Materiale esplosivo. Tenersi alla larga sarebbe la scelta migliore. Eppure, masochisticamente, ci si addentra. Gira e rigira, ne vuoi sempre più. Quel rumore che apparentemente si contorce su se stesso, diventa qualcosa di più; penetra e corrode dall’interno. Si va oltre le dissonanze analogiche, il sintetizzatore diventa lo zenit del turbinio funebre già ampiamente disegnato dalle chitarre di Bruce Russel e Michael Morley: raggira la soglia del frastuono, addentrandosi prima in essa.

"White House" è un pachiderma che schiaccia senza ritegno ogni residuo di "sensibilità artistica". I Dead C giocano, così, ad allontanarsi, solo per il gusto di farsi riprendere. Ed ogni volta che li riprendi, ricomincia il loro sadico gioco. Il premio per gli stoici in grado di sostenere quest'attività “ludica” è contenuto tutto tra le righe dello stesso. Dopo un preventivabile smarrimento iniziale sarà facile addentrarsi nei droni di "The New Snow"; mentre le sferzanti distorsioni in loop di "Outside" non sono altro che il naturale prosieguo di una nenia figlia tanto dei Sonic Youth, quanto di un Lou Reed poeta apocalittico sul tetto della Terra - in attesa di deflagrazione - nel 2012. Superata la soglia dell’alienazione, "Your Hand" sembrerà addirittura un normalissimo pezzo Noise, cosparso da una melodia soffusa che grida vendetta e, strutturalmente,  potrebbe dirsi lo stesso anche di "Bitcher", il brano più "americano" del lotto.

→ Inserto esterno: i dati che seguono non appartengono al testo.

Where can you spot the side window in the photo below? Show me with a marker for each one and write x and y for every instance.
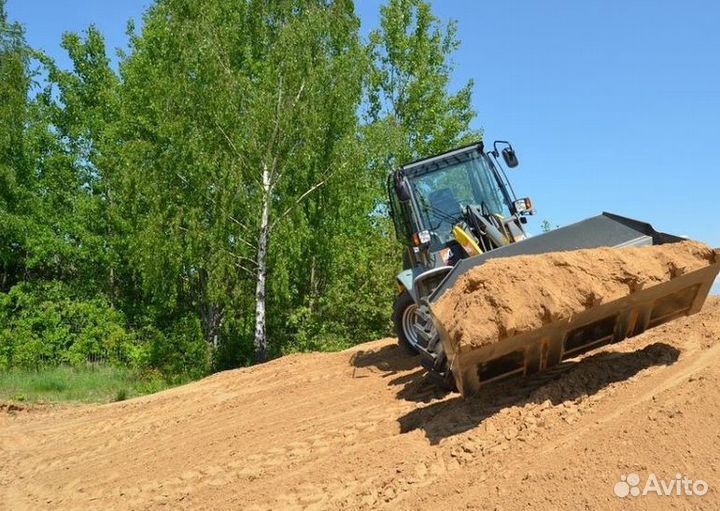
(400, 218)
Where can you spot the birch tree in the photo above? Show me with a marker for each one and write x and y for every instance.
(236, 113)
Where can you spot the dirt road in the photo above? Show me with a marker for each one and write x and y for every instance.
(363, 429)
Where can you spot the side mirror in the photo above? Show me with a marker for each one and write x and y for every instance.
(510, 157)
(402, 188)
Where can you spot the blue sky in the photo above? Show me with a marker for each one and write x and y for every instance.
(611, 105)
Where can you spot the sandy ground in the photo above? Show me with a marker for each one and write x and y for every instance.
(364, 429)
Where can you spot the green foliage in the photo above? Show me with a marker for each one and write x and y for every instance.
(45, 325)
(87, 384)
(131, 202)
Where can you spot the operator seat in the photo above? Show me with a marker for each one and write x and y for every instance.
(444, 199)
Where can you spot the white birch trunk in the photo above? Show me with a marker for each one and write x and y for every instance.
(261, 347)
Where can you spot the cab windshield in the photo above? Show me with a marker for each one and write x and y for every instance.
(441, 195)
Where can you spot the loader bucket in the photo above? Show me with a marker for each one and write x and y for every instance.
(532, 351)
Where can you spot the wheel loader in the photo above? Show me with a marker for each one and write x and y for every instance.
(457, 210)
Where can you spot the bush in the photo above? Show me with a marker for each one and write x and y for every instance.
(45, 324)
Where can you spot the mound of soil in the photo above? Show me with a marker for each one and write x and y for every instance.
(509, 296)
(365, 429)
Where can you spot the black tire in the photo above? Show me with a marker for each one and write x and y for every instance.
(404, 305)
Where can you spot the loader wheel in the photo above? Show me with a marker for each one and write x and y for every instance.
(404, 319)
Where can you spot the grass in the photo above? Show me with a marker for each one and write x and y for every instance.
(91, 384)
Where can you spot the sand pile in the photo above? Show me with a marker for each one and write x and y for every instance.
(509, 296)
(365, 430)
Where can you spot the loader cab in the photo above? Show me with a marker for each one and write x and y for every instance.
(464, 188)
(446, 208)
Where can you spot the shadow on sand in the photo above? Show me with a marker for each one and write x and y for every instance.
(567, 382)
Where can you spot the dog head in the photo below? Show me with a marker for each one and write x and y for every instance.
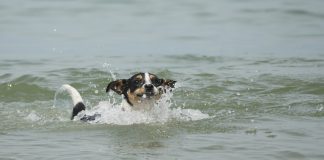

Infine, smaltita la sbornia dovuta a strati e substrati di rumore, bisogna, razionalmente, incanalare quest’opera in un ambito settoriale, scindere musica e (non)musica. Dopo l’inibizione iniziale ci sarà spazio unicamente per lo stupore. Grigi e inquiet(ant)i, i tre neozelandesi riescono a radicarsi all'interno dell'ascoltatore con una lentezza che viaggia di pari passo con il loro mood. Il tempo e gli ascolti riveleranno cose che (noi umani) non abbiamo mai voluto vedere. E sarà così piacevole lasciarsi inglobare dal vortice.